What Is Presto?
Presto is an open-source, distributed SQL query engine originally developed at Facebook (now Meta) in 2012 and open-sourced in 2013. It was designed to enable interactive SQL analytics across Meta's massive data infrastructure — petabytes of data in HDFS, Hive tables, MySQL databases, and proprietary stores — with sub-minute query latency at any scale.
Presto's architectural innovation was the MPP (massively parallel processing) SQL execution model applied to federated data sources: a single Presto cluster with a Coordinator and hundreds of Workers can query simultaneously across HDFS, S3, relational databases, and other sources using standard SQL, without requiring data to be centralized first.
In 2020, the Presto open-source community forked into two projects: Presto (maintained by the Presto Foundation, primarily Meta engineers) and Trino (the renamed PrestoSQL, maintained by an independent community). Both projects share the original Presto architecture but have diverged in implementation details and ecosystem direction.
Presto Architecture
Presto's architecture is the MPP model that influenced all subsequent distributed SQL engines:
- Coordinator: Receives SQL queries, parses and plans them using the Presto planner and Raptor optimizer, then distributes execution stages to Workers
- Workers: Execute plan fragments in parallel, reading from data sources via Connectors and exchanging data between Workers via the Shuffle layer
- Connectors: Plugin interfaces that translate SQL operations into source-specific reads — Iceberg, Hive, JDBC, Kafka, etc.
- Memory management: Presto uses spill-to-disk for memory-intensive operations (large aggregations, sorts), enabling queries that exceed available cluster memory

Presto and Apache Iceberg
Presto supports Apache Iceberg through the Iceberg connector. Presto's Iceberg support covers: reading Iceberg V1 and V2 tables, partition pruning via hidden partitioning, time travel queries, and basic write operations. Presto's Iceberg catalog support includes Hive Metastore and REST catalogs.
Compared to Trino, Presto's Iceberg connector is somewhat less feature-complete for writing (particularly for complex V2 operations), though both engines provide production-grade Iceberg reads. For organizations primarily using Presto as a read engine against Iceberg tables (written by Spark or Flink), the difference is minimal.

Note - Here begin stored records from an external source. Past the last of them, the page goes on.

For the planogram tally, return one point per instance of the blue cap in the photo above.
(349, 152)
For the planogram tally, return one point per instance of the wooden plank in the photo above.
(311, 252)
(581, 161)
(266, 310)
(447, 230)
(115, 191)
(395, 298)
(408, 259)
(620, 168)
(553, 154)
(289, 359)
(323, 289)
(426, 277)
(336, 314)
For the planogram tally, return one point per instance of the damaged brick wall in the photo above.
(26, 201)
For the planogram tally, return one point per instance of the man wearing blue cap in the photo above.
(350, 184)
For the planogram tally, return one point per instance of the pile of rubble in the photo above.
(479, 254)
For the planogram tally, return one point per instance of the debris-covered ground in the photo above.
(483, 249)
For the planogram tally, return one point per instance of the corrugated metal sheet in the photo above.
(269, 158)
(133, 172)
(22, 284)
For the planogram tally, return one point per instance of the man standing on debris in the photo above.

Presto vs. Trino: Which to Choose?
For organizations starting fresh in 2025, the guidance is:
- Choose Trino if: you want the most active open-source community, the fastest release cadence, the strongest Iceberg REST catalog support, or you are using Starburst Galaxy as a managed service
- Choose Presto if: your organization already runs Presto at scale and the migration cost outweighs the benefits, or if you are at Meta-scale and need Presto's spill-to-disk and native Meta optimizations
- Consider AWS Athena if: you are on AWS and want serverless Trino/Presto-compatible SQL without any cluster management

Summary
Presto pioneered distributed federated SQL analytics and remains a production-grade engine at some of the world's largest scale deployments. For most new data lakehouse projects in 2025, Trino is the preferred choice given its more active community and stronger Iceberg ecosystem. For organizations already running Presto or operating at Meta-equivalent scale, Presto's battle-tested architecture and performance remain compelling. Both engines are part of a healthy lakehouse ecosystem alongside Dremio (BI analytics) and Spark (batch ETL).